There are a lot of ways to start a project, and I feel like I have tried many different ways to do so. I have been interested in a large place, like Vegas, or Florida, or Coney Island, and set out to uncover whatever I can about that broad subject, where it can contain many different kinds of spaces, people and images under a large umbrella. I have also set out to investigate a specific subject, such as haunted house attractions, strip clubs or dive bars, and just do research about where the nearby, feasible places might be to ask for permission to get started. For my work, for the most part, the pictures are made on private property, and with long exposures on a tripod, so there is no sneaking around possible. I have found that it is easier, in a way, when you are student, because no one is all that suspicious - all can be explained with a simple, "Oh, it's for an art class." It's harder to explain yourself sometimes, when there is no assignment, no reason other than because it's what I do; it's my job. I feel like I'm sort of a student-of-life, and can still try to use the student card for at least a few more years, I hope.

And sometimes a project just falls into your lap - like a commission or an assignment, or a chance encounter, like the one evening in which I met several burlesque dancers, who each introduced me to another, and another, until I was able to photograph many women who were burlesque revivalists, which ended up making up my book, Fantasies. Also, many of these smaller projects of mine have been loosely organized in poetic means to join disparate images in my series entitled Fun and Games, and then the more recent follow-up, The Party's Over, in which I generally visit escapist places where people go to deny reality. This work encompasses sort of "mini-projects" with that over-arching theme, so I can mix together pictures from theatres, amusement parks, motels, Coney Island, Vegas, nightclubs, and have them all make sense together.

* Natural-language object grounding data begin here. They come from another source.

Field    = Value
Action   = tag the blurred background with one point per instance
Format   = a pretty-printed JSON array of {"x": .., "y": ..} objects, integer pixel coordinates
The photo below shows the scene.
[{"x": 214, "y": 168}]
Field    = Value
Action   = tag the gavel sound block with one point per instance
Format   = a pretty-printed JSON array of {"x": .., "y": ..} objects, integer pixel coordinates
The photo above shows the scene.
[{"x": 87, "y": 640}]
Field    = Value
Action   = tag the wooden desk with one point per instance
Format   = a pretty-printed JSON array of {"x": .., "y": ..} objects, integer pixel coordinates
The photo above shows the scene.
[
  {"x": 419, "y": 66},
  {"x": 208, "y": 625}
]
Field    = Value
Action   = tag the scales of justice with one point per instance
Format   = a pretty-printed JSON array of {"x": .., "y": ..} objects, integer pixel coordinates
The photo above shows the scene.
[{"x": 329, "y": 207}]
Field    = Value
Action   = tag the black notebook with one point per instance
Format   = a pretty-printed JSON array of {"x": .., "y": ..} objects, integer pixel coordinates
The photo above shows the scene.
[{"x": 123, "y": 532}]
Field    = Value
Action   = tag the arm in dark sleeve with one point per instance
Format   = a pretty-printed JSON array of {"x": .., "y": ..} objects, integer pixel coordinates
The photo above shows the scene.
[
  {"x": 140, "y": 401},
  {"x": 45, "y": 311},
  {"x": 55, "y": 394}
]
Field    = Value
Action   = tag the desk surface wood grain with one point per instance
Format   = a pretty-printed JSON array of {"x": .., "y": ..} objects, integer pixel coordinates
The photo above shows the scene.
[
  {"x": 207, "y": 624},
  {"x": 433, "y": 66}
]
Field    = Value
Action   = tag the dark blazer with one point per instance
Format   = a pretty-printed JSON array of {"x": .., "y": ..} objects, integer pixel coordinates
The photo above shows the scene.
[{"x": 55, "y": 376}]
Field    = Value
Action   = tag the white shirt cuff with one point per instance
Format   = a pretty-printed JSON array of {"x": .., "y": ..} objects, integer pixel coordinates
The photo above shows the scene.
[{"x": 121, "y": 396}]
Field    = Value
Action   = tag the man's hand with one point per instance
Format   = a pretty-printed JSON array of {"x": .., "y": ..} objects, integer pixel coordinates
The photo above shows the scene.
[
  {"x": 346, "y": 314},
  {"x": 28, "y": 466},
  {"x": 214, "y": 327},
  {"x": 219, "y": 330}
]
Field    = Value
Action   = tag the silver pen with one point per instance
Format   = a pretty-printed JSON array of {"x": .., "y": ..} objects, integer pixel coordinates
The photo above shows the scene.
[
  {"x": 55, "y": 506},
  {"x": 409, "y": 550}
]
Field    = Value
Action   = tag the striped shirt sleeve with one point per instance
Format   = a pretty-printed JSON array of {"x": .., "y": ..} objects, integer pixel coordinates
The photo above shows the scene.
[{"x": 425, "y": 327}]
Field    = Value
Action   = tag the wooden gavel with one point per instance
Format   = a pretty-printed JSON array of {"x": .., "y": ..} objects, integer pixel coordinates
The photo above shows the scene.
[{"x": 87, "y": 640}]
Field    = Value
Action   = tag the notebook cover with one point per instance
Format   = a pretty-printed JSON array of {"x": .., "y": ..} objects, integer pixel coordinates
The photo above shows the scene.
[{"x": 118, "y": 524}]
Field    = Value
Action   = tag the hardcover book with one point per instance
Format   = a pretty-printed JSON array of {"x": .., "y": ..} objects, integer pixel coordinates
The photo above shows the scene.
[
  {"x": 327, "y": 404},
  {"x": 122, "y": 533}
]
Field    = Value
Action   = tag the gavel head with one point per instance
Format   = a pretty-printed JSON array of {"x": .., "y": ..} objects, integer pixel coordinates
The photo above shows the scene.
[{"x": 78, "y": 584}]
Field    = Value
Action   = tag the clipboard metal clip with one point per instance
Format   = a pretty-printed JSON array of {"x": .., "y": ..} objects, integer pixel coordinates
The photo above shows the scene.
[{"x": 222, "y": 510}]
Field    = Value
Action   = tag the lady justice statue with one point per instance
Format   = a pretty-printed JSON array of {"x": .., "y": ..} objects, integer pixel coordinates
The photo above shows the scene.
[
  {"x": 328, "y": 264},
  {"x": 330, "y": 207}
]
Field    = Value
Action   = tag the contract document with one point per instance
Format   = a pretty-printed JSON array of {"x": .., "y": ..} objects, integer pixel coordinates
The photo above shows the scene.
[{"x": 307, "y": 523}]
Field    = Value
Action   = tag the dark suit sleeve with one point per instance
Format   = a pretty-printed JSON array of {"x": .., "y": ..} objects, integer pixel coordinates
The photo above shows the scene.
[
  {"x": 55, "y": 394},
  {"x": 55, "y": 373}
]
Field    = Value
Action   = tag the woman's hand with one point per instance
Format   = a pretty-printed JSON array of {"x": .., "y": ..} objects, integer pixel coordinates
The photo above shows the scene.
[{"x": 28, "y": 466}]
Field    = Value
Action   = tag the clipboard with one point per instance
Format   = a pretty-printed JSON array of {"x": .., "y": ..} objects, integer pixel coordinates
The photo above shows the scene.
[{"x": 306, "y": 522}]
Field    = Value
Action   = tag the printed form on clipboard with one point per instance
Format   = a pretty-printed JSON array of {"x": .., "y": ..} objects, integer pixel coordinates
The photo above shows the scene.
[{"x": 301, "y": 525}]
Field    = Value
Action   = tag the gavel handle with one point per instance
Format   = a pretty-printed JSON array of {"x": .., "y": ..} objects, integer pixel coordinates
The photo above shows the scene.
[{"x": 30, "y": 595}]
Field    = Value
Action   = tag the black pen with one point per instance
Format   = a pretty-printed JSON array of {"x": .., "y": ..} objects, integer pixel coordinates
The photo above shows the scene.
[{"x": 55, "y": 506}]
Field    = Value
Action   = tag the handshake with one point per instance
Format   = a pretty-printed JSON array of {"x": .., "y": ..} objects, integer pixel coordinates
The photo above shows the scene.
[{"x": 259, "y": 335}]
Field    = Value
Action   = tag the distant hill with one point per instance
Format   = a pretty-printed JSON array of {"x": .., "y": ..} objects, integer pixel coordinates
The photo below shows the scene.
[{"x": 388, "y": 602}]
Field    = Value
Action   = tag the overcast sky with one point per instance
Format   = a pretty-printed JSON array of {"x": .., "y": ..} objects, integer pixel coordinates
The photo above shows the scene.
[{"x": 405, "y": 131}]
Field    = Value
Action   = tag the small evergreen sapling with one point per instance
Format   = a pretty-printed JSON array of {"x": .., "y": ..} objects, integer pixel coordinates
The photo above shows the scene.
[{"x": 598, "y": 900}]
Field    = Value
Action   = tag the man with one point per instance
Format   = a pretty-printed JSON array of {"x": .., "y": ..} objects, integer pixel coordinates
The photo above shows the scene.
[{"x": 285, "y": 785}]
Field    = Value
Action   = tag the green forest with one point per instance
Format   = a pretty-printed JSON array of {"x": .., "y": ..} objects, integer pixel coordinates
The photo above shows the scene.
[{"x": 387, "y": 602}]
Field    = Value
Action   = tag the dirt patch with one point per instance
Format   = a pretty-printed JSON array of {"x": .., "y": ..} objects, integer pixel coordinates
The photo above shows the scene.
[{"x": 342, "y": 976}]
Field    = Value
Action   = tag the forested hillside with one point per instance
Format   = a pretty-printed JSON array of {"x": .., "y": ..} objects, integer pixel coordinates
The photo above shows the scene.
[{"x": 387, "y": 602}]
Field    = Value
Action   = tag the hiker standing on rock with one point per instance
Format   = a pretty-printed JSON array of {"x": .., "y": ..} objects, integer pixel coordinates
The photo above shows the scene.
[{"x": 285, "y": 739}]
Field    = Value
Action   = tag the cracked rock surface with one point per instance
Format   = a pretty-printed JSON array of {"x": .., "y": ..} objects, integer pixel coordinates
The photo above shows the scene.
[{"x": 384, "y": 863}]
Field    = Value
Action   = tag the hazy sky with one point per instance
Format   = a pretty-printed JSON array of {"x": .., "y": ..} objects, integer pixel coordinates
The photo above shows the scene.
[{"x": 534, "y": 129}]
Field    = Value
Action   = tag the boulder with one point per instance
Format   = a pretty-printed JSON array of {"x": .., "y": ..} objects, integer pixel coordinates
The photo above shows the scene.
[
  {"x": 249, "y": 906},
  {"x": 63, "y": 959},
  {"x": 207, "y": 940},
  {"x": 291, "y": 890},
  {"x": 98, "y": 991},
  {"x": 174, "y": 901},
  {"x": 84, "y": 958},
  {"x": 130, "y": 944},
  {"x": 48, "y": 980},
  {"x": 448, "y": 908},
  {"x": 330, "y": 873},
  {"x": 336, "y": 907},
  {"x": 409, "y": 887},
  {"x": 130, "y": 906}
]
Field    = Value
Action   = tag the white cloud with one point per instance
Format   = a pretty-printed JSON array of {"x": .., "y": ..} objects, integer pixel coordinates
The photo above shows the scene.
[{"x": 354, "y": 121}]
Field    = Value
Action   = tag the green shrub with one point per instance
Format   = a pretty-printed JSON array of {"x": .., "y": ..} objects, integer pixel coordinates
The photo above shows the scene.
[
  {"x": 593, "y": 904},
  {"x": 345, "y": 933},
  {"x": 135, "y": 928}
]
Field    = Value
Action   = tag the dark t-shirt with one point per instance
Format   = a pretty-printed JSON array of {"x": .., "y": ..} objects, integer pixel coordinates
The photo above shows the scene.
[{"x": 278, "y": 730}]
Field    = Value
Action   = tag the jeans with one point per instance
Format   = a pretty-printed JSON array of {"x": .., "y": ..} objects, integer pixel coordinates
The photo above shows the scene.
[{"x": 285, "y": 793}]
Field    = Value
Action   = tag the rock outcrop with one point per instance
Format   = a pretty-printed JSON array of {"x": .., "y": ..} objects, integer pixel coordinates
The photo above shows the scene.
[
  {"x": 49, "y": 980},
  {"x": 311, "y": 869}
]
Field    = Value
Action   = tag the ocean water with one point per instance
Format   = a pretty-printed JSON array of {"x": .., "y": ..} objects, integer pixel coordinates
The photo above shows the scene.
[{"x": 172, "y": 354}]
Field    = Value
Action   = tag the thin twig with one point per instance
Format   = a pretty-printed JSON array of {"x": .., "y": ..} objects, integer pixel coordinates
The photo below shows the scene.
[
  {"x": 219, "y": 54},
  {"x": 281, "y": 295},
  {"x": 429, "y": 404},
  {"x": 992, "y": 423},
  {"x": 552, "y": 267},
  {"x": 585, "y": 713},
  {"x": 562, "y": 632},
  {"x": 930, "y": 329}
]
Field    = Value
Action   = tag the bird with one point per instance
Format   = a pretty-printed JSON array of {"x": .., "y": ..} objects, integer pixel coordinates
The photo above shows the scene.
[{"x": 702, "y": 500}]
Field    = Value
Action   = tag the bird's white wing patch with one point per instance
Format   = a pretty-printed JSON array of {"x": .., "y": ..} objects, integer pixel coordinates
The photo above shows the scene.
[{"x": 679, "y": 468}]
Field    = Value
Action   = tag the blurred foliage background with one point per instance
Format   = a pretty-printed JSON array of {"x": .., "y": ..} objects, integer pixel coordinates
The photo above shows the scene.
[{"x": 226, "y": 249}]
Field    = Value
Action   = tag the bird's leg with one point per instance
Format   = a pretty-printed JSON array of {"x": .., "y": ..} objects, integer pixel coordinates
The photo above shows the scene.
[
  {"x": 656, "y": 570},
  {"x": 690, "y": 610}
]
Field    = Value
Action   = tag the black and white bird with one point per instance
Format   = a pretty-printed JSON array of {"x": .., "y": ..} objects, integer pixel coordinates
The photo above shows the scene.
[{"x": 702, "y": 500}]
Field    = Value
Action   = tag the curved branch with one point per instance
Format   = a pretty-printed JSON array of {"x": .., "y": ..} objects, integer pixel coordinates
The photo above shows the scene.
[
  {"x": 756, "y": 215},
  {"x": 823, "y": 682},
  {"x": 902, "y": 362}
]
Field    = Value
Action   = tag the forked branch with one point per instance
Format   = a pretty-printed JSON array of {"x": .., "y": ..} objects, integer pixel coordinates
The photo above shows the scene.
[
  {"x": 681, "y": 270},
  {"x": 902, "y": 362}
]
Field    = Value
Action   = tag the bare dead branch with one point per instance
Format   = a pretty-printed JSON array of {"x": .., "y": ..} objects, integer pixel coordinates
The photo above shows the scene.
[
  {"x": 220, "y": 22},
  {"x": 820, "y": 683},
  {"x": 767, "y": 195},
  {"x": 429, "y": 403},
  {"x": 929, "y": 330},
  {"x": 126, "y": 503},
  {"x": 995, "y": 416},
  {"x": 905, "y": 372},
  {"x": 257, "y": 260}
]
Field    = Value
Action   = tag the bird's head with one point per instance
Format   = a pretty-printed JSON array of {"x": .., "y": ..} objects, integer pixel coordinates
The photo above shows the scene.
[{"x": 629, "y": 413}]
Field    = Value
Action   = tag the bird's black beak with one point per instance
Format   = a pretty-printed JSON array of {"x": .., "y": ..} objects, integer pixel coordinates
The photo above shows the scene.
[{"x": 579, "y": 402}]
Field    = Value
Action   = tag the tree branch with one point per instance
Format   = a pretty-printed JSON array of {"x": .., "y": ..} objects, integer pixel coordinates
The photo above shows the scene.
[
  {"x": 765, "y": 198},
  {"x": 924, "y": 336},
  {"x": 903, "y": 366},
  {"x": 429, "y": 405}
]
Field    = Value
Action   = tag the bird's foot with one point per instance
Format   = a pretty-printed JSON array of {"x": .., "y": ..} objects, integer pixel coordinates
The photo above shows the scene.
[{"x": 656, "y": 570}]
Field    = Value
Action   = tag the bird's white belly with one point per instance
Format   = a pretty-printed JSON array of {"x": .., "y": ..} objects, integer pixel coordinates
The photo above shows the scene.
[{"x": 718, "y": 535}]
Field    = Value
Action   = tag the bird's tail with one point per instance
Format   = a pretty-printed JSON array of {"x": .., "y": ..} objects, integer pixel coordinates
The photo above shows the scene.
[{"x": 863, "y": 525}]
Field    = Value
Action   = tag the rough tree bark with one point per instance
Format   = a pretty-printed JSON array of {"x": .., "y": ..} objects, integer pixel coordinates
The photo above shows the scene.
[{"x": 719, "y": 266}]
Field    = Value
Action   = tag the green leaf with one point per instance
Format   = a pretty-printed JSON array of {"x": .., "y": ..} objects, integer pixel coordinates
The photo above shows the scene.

I have also had projects develop slowly, and over time, llike my last book, Joe's Junk Yard, which was about my family's failed scrap business. The images range from those made with a cheap point-and-shoot camera from when I was 16-years-old, thorugh just about every format and medium as I grew up and learned my vocation, to a digitally-made image made when I was 36. There is a passage of time that takes place in the book, as I tell my story alongside my family's story, which is also revealed thorugh decades-old images and ephemera in my grandfather's scrapbooks that he made in the 70s, before I ever picked up a camera. Once I got interested in taking pictures, I knew that the junkyard was a "gold mine" for images, and I just always revisited the place several times a year, knowing that one day I'd organize them into something when the time came, a book and an exhibition, but it was all very long-term. This was a project I was just born-into, and it became my fourth book, not my first, after it grew and grew, and then sat and sat, giving me time to wrap my head around it and understand the project I had slowly created.